# Elite FS9 MOunting bracket



## Stripedass (8 mo ago)

I have a lowrance elite fs9 which doesnt quite fit on my console with the included bracket. Can anyone with this unit recommend a mounting bracket that has a smaller footprint? 

I was looking atRAM bracket online, says its compatible but wanted to get some other options if any before dropping $60 on a bracket.


----------



## fishnpreacher (Jul 28, 2018)

Is there not room for the bracket to mount, or is there not enough room for the head unit on the factory mount?


----------



## Stripedass (8 mo ago)

fishnpreacher said:


> Is there not room for the bracket to mount, or is there not enough room for the head unit on the factory mount?

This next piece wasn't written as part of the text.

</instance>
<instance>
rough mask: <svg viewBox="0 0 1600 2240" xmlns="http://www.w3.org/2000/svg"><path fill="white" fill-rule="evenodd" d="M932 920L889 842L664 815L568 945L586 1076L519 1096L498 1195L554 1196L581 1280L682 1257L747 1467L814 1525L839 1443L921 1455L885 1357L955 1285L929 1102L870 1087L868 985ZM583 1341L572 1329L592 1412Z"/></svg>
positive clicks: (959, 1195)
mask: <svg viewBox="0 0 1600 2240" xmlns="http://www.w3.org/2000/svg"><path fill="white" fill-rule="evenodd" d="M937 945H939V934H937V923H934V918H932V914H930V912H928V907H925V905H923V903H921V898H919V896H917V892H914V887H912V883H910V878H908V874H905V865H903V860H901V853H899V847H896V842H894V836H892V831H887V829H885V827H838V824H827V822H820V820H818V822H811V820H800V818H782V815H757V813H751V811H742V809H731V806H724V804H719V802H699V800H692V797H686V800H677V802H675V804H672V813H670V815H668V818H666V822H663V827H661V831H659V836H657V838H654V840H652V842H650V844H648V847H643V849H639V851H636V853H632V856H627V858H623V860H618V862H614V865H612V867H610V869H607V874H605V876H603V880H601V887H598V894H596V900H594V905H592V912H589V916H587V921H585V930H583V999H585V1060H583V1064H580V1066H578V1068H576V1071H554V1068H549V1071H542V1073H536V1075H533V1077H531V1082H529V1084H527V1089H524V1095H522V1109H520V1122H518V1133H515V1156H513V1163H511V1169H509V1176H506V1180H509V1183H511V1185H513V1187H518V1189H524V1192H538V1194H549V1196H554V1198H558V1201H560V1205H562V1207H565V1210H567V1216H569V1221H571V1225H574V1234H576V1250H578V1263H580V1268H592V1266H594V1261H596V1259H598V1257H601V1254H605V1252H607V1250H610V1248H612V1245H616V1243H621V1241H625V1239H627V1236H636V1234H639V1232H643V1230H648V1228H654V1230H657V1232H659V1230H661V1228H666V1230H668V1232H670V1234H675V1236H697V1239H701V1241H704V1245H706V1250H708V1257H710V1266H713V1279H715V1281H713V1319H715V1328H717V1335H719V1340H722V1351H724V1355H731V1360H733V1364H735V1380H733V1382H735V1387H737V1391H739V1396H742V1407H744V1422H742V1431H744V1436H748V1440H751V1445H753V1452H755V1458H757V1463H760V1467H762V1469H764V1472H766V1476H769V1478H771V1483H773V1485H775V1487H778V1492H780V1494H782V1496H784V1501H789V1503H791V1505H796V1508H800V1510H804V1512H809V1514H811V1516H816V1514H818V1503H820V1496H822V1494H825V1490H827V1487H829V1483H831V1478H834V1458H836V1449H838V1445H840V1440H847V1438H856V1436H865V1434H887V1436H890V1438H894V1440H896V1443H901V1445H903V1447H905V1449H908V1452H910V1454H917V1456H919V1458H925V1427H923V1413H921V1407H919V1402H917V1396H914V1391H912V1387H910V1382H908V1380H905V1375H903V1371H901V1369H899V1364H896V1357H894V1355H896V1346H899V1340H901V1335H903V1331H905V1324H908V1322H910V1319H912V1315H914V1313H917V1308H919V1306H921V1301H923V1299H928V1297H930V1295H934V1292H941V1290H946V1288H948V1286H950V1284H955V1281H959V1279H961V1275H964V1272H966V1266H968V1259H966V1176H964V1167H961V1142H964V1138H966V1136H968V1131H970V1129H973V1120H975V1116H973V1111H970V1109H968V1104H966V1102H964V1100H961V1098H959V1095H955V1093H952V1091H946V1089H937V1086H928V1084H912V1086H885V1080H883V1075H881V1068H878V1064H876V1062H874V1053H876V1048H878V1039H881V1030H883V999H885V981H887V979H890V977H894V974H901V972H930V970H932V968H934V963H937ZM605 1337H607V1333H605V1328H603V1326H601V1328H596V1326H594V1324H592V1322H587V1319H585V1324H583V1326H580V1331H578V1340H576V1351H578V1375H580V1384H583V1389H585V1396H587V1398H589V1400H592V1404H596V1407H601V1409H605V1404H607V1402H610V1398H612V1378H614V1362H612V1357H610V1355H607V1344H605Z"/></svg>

I'll take a picture when I'm back in front of the boat. But the bracket that comes with lowrance and screws down to the console doesn't fit. It hangs off the side of the console.. there are two recessed cupholders on the other side of the console that take up alot of space on the console.


----------



## eightwt (May 11, 2017)

Have the same unit and just used a Ram mount. The Ram just has a much smaller foot that is round. Can take a pic if you want.


----------



## Stripedass (8 mo ago)

eightwt said:


> Have the same unit and just used a Ram mount. The Ram just has a much smaller foot that is round. Can take a pic if you want.


wHich model rAm did you use?


----------



## eightwt (May 11, 2017)

Stripedass said:


> wHich model rAm did you use?


Sorry, can’t find any model #, here’s a pic.


----------



## Stripedass (8 mo ago)

eightwt said:


> Sorry, can’t find any model #, here’s a pic.
> View attachment 206799


i just ordered it - should solve the problem. tHanks!


----------



## TarponMac (Nov 14, 2021)

Does that mount wabble?


----------



## Stripedass (8 mo ago)

TarponMac said:


> Does that mount wabble?


 was out today, no wobble at all. worked great!


----------